Women are under-represented in security functions.

Ninety percent or more of the attendees at our security executive seminars are men.  And those women who attend our training are usually security executives working at the highest levels in their respective company or agency, or they play an active role in government or academia and are leaders in their field.  They come to security from law enforcement, a security or intelligence agency or in some cases from corporate operations, contracting or IT.

The topic of women in security came to mind during a market analysis of our client base demographics.  Why are women this industry, from security officer to CSO, so under-represented? There are even fewer women in security jobs in Asia and South America.  In Israel, security jobs are tactical positions and require combat experience, which automatically eliminates many women from applying.  A quick search on LinkedIn for ‘Director of Security’ displays less than 5% women in this role.
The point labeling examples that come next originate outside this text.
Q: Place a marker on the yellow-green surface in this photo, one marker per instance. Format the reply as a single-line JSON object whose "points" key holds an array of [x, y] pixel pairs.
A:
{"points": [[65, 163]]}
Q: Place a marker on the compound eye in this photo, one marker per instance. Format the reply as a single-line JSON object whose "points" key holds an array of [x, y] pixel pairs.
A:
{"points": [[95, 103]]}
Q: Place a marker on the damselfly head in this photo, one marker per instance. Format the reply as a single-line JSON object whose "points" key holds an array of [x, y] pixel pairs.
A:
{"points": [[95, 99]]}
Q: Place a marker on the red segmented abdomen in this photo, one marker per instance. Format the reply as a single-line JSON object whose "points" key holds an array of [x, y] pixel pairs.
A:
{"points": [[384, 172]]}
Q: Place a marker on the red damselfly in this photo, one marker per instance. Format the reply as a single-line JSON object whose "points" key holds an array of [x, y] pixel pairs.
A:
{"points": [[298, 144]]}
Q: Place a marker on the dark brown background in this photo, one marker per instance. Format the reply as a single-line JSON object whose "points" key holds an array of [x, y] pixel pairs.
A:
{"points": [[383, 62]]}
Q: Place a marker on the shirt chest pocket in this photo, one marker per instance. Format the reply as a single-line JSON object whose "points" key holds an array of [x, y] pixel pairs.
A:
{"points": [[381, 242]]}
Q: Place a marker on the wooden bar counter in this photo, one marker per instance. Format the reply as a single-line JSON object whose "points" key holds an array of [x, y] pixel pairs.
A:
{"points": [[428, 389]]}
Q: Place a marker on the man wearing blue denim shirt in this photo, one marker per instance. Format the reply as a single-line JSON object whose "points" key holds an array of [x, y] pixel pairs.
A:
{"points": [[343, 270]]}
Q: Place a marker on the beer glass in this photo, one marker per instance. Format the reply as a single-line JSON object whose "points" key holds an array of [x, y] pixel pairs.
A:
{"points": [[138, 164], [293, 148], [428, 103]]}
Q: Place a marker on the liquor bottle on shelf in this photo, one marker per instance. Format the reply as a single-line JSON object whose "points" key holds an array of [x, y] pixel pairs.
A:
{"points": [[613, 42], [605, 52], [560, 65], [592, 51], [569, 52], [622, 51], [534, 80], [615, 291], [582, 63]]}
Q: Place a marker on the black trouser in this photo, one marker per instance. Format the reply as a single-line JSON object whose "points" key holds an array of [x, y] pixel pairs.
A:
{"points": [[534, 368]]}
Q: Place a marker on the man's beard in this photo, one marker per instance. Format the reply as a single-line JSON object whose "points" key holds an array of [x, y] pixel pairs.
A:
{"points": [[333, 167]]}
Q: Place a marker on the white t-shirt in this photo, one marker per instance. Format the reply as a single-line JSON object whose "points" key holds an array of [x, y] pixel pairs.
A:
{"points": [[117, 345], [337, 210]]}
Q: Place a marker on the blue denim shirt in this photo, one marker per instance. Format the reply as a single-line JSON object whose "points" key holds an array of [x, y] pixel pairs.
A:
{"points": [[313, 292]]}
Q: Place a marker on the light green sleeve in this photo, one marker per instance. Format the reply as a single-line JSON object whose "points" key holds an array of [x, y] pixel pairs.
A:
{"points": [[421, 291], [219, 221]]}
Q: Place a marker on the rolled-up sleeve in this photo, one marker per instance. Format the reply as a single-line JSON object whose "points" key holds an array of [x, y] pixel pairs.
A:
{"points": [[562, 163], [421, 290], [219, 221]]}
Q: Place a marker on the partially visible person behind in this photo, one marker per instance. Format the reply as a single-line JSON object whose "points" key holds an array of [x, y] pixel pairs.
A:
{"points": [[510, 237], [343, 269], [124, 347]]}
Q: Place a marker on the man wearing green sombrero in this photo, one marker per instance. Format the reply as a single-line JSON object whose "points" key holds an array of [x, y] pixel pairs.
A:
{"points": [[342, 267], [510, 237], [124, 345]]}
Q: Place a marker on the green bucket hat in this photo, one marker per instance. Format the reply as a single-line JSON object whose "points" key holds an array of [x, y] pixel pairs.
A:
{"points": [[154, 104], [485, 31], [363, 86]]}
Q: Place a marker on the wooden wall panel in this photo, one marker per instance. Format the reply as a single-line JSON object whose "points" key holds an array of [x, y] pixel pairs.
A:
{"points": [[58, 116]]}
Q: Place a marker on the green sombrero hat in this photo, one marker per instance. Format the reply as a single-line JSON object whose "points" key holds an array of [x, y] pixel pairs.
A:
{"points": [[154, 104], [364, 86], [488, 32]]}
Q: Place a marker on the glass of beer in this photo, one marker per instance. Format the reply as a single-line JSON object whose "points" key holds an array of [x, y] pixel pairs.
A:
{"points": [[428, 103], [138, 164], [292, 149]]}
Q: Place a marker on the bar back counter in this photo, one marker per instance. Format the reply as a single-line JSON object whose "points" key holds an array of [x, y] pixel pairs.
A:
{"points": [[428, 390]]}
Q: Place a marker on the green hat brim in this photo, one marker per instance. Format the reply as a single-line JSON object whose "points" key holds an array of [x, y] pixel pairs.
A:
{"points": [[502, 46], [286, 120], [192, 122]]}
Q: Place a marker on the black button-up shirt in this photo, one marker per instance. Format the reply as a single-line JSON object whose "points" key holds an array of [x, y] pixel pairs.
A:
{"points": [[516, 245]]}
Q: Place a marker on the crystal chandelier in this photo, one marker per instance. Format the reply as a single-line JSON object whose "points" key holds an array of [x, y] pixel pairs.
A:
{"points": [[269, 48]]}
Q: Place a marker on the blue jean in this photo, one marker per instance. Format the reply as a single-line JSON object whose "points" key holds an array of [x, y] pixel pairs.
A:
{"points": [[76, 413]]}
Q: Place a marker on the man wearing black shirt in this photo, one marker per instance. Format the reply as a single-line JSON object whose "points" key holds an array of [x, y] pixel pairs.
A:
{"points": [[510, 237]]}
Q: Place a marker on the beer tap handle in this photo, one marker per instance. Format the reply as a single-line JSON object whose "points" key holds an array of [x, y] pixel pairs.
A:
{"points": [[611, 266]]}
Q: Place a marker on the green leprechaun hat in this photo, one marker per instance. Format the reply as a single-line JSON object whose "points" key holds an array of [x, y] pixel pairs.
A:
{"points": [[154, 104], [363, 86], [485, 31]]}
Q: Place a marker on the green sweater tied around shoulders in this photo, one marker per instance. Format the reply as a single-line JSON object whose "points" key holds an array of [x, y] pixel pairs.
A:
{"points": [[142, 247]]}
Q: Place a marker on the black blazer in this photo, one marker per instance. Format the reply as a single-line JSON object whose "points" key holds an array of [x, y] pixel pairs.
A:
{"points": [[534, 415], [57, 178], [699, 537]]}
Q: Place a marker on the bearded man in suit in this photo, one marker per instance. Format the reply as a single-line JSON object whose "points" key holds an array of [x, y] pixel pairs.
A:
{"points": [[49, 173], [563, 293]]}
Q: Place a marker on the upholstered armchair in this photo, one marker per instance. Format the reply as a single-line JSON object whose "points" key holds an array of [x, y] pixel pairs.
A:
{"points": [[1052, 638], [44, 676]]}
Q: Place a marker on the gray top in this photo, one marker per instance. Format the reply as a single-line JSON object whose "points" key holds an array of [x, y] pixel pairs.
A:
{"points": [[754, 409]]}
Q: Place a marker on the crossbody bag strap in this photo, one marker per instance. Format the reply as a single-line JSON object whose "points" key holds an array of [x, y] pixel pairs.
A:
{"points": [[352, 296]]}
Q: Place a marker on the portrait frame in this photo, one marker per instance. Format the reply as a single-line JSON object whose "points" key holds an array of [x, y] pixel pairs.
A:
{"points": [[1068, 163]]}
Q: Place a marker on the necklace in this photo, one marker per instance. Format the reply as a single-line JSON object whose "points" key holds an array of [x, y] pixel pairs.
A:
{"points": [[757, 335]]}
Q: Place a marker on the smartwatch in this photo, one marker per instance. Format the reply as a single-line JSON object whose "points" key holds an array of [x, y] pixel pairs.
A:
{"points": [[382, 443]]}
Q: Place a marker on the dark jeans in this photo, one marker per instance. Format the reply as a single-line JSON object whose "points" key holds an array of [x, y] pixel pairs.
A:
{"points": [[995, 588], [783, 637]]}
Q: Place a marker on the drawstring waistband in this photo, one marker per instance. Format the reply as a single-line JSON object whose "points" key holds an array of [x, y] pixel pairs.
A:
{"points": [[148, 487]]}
I recently spoke with a female Director of Security of a preeminent real estate firm here in Southern California.  She came from public service at the FBI into the private security sector in a horizontal move.  In meetings and conferences at her responsibility level, there are only a handful of women and their numbers are generally low in operational leadership.  She believes that her personal success both at her job and in attaining it has to do with being highly competitive and an avid problem solver.  In her view, women – in general – do look at problems differently than do men.

Many women are in circumstances (think having to juggle domestic chores with a ‘real’ job, managing kids and households) where they are obliged to multitask. They have to think strategically, plan carefully, consider all options.  And as for the reputation some moms have for ferociously protecting their kids (think Mama Bear, Lioness), it seems women would be a natural in some security positions.  These groups of skills and inclinations would also prove useful in the operational arena, yet none of this has translated to women entering security in large numbers.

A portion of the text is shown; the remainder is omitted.